I've been reading The Roots of Buddhist Psychology by Jack Kornfield, and it's made me realize that what I'm really always writing about is the psychology of gardeners. No matter the topic - the newest plant or rejuvenating soil, at the heart of the story lies our passion for gardening, why we spend our time the way we do.
I can't imagine any group of people more diverse, more feisty and independent than gardeners, yet there's such commonality - our abiding love and fascination with nature, our curiousity, resilience, and capacity, even thirst, for hard work. How we find our deepest satisfaction in coaxing plants from the earth, in nurturing their growth. On some level we gardeners are nothing but sensualists, reveling in the smells, textures, tastes, colors of what we grow; on another we're the most enduring of pragmatists.
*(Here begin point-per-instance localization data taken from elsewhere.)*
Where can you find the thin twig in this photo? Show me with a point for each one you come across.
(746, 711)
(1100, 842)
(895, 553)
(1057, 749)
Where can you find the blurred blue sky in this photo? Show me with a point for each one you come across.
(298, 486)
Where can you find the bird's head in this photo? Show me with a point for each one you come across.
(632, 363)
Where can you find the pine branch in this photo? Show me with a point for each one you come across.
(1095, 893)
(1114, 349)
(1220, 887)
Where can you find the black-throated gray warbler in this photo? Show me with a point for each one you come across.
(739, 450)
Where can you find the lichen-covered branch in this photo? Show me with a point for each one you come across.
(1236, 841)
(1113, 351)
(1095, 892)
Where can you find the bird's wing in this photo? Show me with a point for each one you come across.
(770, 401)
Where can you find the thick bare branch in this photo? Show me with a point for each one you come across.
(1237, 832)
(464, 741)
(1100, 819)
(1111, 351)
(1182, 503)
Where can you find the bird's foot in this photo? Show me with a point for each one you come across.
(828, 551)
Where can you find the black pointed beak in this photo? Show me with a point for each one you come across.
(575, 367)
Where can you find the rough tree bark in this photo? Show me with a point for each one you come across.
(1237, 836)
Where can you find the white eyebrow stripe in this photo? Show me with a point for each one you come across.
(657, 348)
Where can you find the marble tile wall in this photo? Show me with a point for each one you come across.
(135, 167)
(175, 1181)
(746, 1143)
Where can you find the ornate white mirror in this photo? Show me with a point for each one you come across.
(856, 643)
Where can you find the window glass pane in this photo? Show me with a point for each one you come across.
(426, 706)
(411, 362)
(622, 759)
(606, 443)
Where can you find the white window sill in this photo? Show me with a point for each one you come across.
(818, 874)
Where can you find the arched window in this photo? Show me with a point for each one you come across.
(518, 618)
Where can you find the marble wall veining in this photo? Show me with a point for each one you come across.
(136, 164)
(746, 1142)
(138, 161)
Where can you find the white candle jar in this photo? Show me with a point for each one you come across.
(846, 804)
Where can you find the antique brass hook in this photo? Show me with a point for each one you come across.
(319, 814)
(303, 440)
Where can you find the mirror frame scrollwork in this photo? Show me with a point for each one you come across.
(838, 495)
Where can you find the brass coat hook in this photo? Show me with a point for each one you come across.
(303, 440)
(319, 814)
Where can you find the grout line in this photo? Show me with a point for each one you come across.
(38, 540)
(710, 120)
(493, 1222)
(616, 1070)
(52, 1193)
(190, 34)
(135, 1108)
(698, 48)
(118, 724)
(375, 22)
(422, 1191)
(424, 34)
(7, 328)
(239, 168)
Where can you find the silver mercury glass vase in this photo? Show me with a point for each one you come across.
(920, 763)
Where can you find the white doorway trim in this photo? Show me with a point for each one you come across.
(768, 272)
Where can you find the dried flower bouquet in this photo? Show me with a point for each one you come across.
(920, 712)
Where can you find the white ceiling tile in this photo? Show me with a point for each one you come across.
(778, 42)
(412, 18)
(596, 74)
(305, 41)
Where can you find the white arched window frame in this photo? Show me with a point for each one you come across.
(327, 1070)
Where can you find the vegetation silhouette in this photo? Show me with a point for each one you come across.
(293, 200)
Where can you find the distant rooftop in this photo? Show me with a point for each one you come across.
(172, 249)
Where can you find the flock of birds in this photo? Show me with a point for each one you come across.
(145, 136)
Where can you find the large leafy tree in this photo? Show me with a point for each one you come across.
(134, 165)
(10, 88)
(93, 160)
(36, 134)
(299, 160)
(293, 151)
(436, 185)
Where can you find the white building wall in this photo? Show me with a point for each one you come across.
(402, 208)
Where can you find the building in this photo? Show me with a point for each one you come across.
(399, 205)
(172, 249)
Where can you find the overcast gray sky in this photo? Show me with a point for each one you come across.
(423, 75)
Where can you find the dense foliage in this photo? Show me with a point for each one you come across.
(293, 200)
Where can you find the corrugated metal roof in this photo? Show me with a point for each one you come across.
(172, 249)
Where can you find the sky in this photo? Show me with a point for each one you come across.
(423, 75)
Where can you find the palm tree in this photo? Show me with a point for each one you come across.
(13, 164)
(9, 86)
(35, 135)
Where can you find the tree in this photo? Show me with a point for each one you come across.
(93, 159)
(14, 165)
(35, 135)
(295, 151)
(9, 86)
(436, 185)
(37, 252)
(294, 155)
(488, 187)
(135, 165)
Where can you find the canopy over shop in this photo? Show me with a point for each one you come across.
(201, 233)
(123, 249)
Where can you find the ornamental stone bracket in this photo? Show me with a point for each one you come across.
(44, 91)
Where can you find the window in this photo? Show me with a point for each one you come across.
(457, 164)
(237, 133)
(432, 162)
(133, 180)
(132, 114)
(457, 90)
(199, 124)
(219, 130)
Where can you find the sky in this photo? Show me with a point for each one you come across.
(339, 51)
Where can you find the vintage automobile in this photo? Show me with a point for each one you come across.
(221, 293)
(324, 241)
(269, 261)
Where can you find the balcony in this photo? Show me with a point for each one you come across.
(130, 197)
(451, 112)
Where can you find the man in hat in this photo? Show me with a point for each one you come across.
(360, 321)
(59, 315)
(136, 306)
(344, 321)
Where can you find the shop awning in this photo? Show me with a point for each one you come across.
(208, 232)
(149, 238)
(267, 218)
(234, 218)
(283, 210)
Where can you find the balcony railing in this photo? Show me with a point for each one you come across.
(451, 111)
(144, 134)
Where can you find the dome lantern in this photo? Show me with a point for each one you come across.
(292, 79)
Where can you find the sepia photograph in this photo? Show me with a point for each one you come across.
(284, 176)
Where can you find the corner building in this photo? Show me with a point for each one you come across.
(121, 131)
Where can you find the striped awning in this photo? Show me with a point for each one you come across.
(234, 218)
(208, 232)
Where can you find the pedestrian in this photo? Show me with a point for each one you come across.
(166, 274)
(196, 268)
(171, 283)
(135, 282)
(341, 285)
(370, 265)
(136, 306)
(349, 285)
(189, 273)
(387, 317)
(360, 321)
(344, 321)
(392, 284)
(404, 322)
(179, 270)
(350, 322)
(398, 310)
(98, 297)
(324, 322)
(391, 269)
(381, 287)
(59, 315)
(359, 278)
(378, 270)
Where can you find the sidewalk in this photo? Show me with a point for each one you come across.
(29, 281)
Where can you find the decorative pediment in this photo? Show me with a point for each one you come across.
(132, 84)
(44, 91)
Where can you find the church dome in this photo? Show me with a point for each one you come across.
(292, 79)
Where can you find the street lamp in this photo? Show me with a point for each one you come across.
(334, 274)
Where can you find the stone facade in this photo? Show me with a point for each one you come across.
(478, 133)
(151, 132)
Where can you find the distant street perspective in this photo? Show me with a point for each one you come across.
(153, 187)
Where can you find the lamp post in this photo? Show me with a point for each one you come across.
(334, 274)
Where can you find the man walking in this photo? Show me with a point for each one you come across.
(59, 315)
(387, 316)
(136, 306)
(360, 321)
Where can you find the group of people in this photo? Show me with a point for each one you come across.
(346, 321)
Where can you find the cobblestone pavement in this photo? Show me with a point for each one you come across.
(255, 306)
To balance out the intensity of Kornfield's book, and as antidote to the bleakness of winter, I've been re-reading "French Dirt: The Story of a Garden in the South of France" by Richard Goodman. I was struck by his concise and beautiful explanation of why he gardens; "I am always searching for ways to make myself simpler. Gardening does that better than anything I know. It reduces me to who I am. It casts off the superficial and the artificial. It leaves me with the essential, the economical, the no-frills me." Perhaps that clarity is what we most hope for on a good day in the garden.